The mountains of Virginia |
A few years ago, I was able to take my now husband to the small village in Alsace where I spent part of almost every summer holiday. My great grandmother lived there, and four generations of my mother's family has been there now. The Vosges mountains are old mountains, reaching their maximum height at about 1000m. Yet, because of the Ice Age, the valleys are glacial: flat bottomed and steep sided. This is hiking country, and has been in a semi organised fashion for over a hundred years. And so the paths that run from the village to the mountaintops are well known to me.
I took my husband on a mammoth 9 hour hike along these paths that four generations of my family have walked along. Paths that my aunt and cousins and siblings and mother know well. As we climbed up the steep walls of the valley, we passed from the forests to the high meadows, to this day still used as grazing pasture for the cattle that make the cheese for which the valley is famous. In those pastures, farms provide, as they have done for a century, rustic lunches for the hikers. Because this is France, these rustic lunches are delicious, fresh, and come with wine. Because this is Alsace, the wine is white, and the lunches are enormous. But they go a long way towards making 9 hour hikes bearable.

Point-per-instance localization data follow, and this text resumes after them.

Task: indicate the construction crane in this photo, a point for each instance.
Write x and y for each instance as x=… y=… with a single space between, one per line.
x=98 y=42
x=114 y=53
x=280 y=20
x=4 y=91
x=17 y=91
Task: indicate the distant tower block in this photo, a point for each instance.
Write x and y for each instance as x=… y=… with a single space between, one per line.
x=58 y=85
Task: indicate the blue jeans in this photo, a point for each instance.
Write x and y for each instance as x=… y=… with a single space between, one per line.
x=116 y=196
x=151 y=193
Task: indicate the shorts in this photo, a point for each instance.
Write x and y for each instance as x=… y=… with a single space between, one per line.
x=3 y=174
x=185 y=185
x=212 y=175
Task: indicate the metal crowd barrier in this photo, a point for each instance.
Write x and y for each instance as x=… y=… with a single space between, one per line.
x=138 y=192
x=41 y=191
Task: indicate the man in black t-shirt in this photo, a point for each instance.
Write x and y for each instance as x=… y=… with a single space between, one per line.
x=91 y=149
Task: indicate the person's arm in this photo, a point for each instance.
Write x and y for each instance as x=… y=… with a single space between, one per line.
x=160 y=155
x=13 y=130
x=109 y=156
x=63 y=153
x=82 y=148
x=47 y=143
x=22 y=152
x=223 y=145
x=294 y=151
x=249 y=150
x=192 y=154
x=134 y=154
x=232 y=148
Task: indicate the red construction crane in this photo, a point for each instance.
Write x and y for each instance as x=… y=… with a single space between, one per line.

When you stand on the top of the Hohneck, the highest point of the hike, you look out over similar geology to what you see in the Appalachians: rolling hills, deep valleys. But the geography is totally different.
The view from the Hohneck |
Even in the most remote of Alpine valleys in Switzerland or Austria, one will see these marks of humans on the land. What is more, the landscape of Alsace is in some ways more ancient than that of Virginia: much of the Appalachians was once clear logged for wood and farmland. That is why Appalachian forests do not have millenial oaks like European ones do. But with the westward expansion, men moved on, and the forest grew back. In my overcrowded, ancient continent, people stayed.
The Appalachians, and the Vosges, are both rejuvenating to me. But when I stand on those mountaintops and gaze out at the landscape before me, on is familiar, and one is still a reminder that I am not at home. After seven years, even in those places I like most, I am still a stranger here. And, like all expats, I wonder that if I cease to be a stranger here, then that place where generations of my family have walked will cease to be home.
If I have children, will I show them the path up from their great great grandmother's house, through the valley their grandmother, uncles, aunts, father, and cousins played in, up to the mountaintop that looks over a landscape that their family has lived in for over a century? Or will I show them the endless rolling woods that their father discovered with their other father, that have almost no mark of man on them?